The Effect of Barley Bran Polyphenol-Rich Extracts on the Development of Nonalcoholic Steatohepatitis in Sprague–Dawley Rats Fed a High-Fat and High-Cholesterol Diet

Round 1

Reviewer 1 Report

The manuscript needs supportive evidence that barley bran extract has protective ability against NASH. 

The manuscript by Omagari et al., entitled “Barley Bran ------------- Cholesterol Diet” deals with the use of Barley Bran extract for curing NASH in rat model.

Comments to the Author

Major Queries:

1.      Figure 2 is not complete as some figures are missing and are not readable.

2.      Figure 3 the histology images are not clear and better-quality images with good resolution and labelling of lesion will help the reader to understand the histology.

3.      The results section needs complete rewriting as the information is repeated much and needs edits.

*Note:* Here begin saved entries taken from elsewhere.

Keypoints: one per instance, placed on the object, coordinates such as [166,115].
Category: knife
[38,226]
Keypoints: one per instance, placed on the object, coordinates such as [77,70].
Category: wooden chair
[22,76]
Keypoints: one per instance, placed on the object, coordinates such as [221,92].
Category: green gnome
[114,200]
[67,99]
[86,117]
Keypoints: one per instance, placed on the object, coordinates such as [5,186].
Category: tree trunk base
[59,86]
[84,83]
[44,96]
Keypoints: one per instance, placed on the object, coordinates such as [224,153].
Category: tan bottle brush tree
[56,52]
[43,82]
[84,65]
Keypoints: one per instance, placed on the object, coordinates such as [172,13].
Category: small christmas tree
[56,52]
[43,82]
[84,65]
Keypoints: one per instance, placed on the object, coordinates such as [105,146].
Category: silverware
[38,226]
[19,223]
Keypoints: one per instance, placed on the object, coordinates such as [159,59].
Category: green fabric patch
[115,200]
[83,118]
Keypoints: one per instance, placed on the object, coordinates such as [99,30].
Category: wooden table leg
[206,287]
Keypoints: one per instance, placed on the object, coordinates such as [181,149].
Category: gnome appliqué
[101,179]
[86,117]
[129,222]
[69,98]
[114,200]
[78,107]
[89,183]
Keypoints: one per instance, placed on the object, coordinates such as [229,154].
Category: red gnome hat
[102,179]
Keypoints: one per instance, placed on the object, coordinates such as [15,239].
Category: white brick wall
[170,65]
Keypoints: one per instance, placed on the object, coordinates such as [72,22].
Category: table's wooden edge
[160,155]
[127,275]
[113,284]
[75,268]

The significance can be written with p values such as (p<0.001, p<0.01 or p<0.05)

 instead of giving numbers.

4.      Each figures legend is describing the animal treatment as its already mentioned in materials and methods so repetition can be avoided.

5.      Figure 4 is not complete as some figures are missing such as mRNA expression of MTP, FAS, CPT-1, SREBP-1, LXR-alpha and FXR.

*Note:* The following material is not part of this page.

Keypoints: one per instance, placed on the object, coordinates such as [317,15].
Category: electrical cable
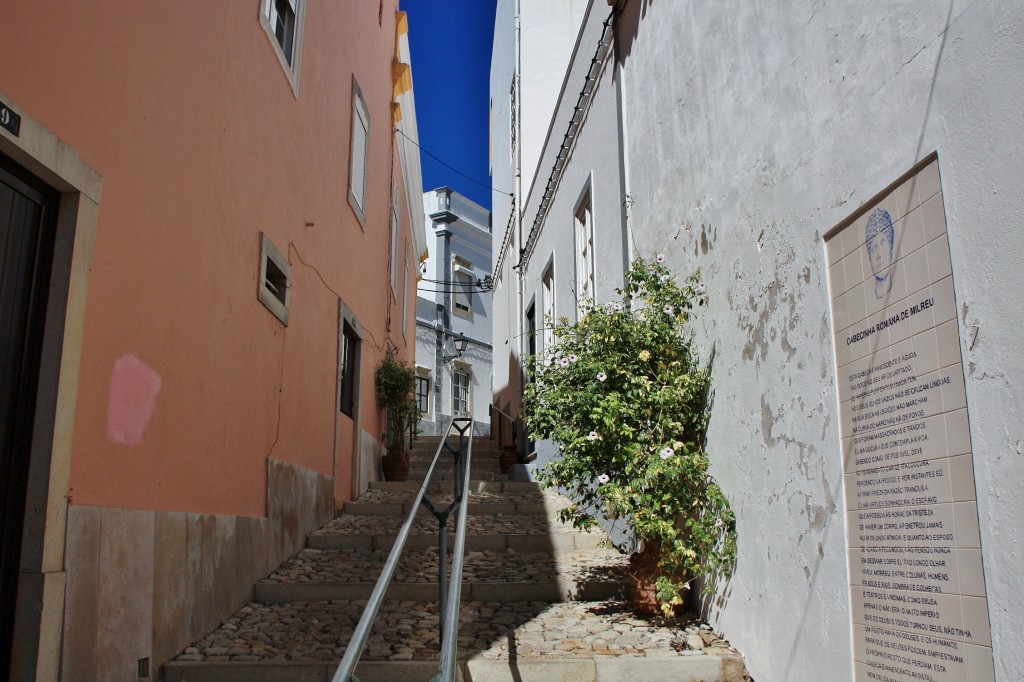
[449,166]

6.      As the BP prepared is crude its difficult to understand which chemical compound in that is have a beneficial effect against NASH.

7.      There is no significant difference between MO, ML, MH and PO, PL and PH between themselves so its not proving that BP has beneficial effects.

8.      The discussion section needs a figure explaining the mechanistic explanation of barley bran and its protection against NASH.

The manuscript has major flaws in the design as the results are not supportive that barley bran with different dose has protection against NASH. 

Author Response

RE: Manuscript ID livers-2914955

“The Effect of Barley Bran Polyphenol-rich Extracts on the Development of Nonalcoholic Steatohepatitis in Sprague-Dawley Rats Fed a High-fat and High-cholesterol Diet” (revised from “Barley bran polyphenol-rich extracts prevent nonalcoholic steatohepatitis in Sprague-Dawley rats fed a high-fat and high-cholesterol diet”) by Katsuhisa Omagari et al.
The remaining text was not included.